Zentrale Prüfungen – Lehrerverbände gegen „Testeritis“

Derzeit läuft in NRW das Zentralabitur; morgen beginnen die zentralen Prüfungen in Kl. 10 (ZP 10). Dazu passt eine Meldung, dass die Lehrergewerkschaften „gegen zu viele Tests und Leistungsvergleiche an den Schulen“ protestieren (hier):

Die GEW-Vorsitzende Marlis Tepe sprach von «reiner Datenhuberei». In keinem Bundesland hätten bisher die mit dem Test an einzelnen Schulen in sozialen Brennpunkten zu Tage getretenen Lernprobleme zu mehr Lehrereinstellungen oder zu mehr Weiterbildung der Pädagogen geführt. Auch seien die VerA-Effekte in Sachen Qualitätsverbesserung «nie von unabhängigen Forschern evaluiert worden». Laut einer Studie der GEW sähen 70 Prozent der Lehrer keinen Nutzen in den kosten- und zeitaufwendigen VerA-Tests. (…)

Der VBE-Chef Udo Beckmann kritisierte: «VerA engt den Bildungs- und Erziehungsauftrag der Schulen unzulässig ein und verdeckt die schulischen Bedingungen vor Ort.» Es sei «ein Segeln unter falscher Flagge, aus den flächendeckenden Tests den Lehrern Impulse für ihr künftiges Unterrichten zu versprechen». Kein VerA-Test habe bisher zu mehr Möglichkeiten individueller Förderung für Schüler geführt. Stattdessen bedeute VerA für die Lehrer zusätzlichen Zeitaufwand, der besser für die Schul- und Unterrichtsentwicklung eingesetzt werden könnte.

Eine andere Folge, die man beim Zentralabitur bemerken kann, ist die Tatsache, dass pointiert auf die Prüfung hin unterrichtet und für die Prüfung gelernt wird – danach kann man beruhigt alles „abhaken“. Ich habe das einmal bei einem Schüler erlebt, dem ich Nachhilfe gegeben habe. Es ging um die Neue Sachlichkeit (ca. 1930), für eine Lektüre des entsprechenden Wikipedia-Artikels hatte er keine Zeit; „ich brauche fünf Schlagworte, die ich immer reinhauen kann“. Ergebnis der Klausur: befriedigend.

Es gibt allerdings Schulen, muss man fairerweise sagen, die aufgrund der Ergebnisse der Lernstandserhebungen in Kl. 8 und der ZP 10 überlegen, ob das Curriculum optimal umgesetzt wird. Ob sich dann viel im Unterricht ändert, ist wieder eine andere Frage – dass zentrale Prüfungen jedoch zu individueller Förderung führen, ist ein bildungspolitisches Hirngespinst, eine der frommen Lügen der Kultusminister. Und natürlich muss man sehen, dass aufgrund der zentralen Prüfungen bei den nicht beteiligten Schülern Unterricht ausfällt, wogegen die betroffenen Lehrer teilweise erheblich belastet werden. (Aber die übergeordneten Schulbehörden und die Kultusministerien sind geil nach statistischen Daten – u.a. Noten von Prüfungen – die sie dann ablagern, ohne irgendwelche Konsequenzen daraus zu ziehen; nur die Schüler-Lehrer-Relation wird in NRW immer schlechter; aber das würde sie auch ohne zentrale Prüfungen.)

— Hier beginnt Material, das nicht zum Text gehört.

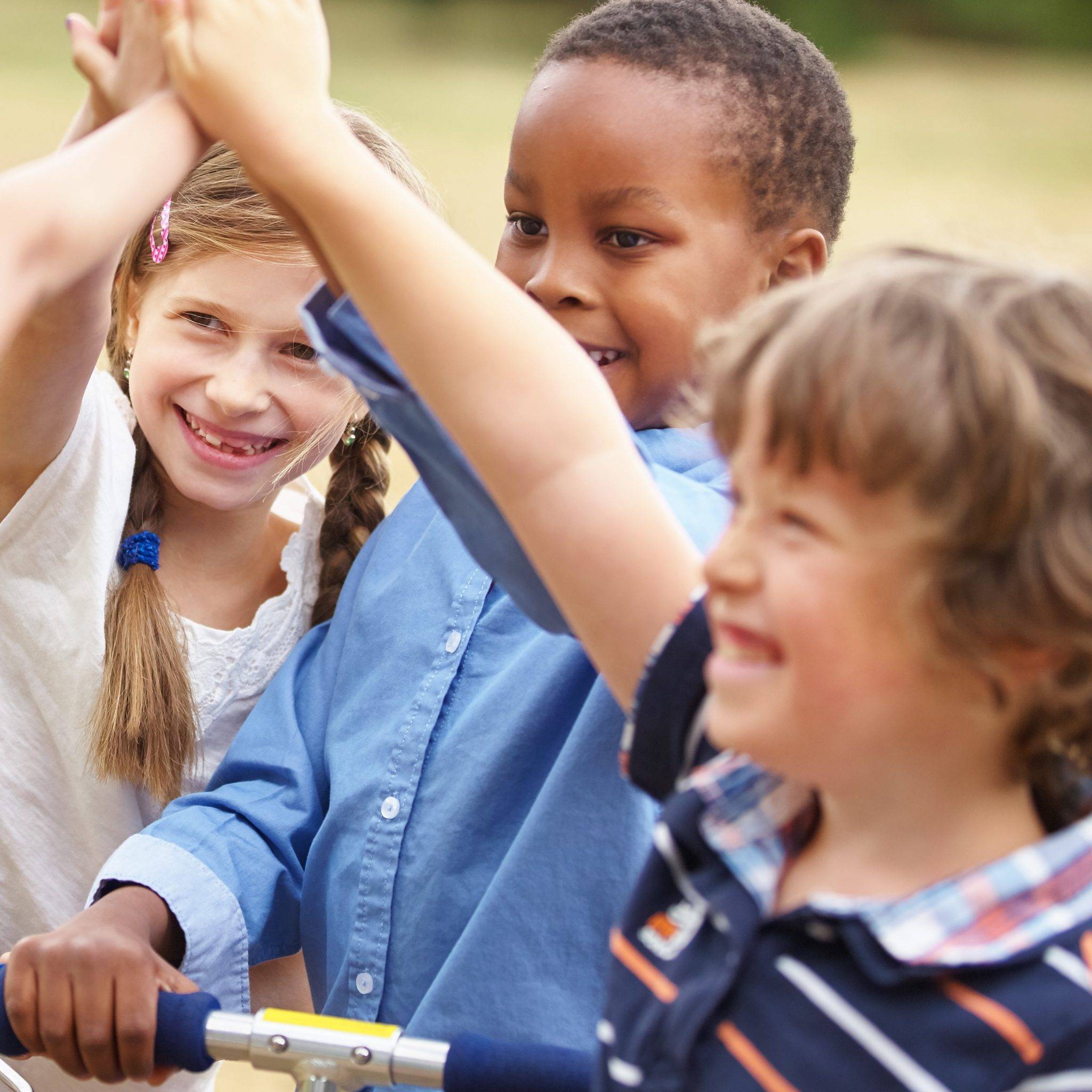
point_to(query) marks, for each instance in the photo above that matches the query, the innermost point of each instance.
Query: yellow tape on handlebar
(330, 1024)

Dass die Schüler durch zentrale Prüfungen dagegen unter Leistungsdruck gesetzt würden, halte ich für eine von den Verbänden erfundene Mär, mit der man den Unmut über Mehrarbeit schön kaschieren kann. Leistungsdruck entsteht durch Leistungserwartungen der Eltern, nicht durch die zugehörigen Prüfungen; Leistungsdruck ist per se auch nichts Schlechtes – schlecht ist ein zu großer Leistungsdruck, wobei dann im Einzelfall zu prüfen bleibt, wann er zu groß ist und warum er zu groß ist. Aber wer ist imstande und hat Lust, das zu prüfen?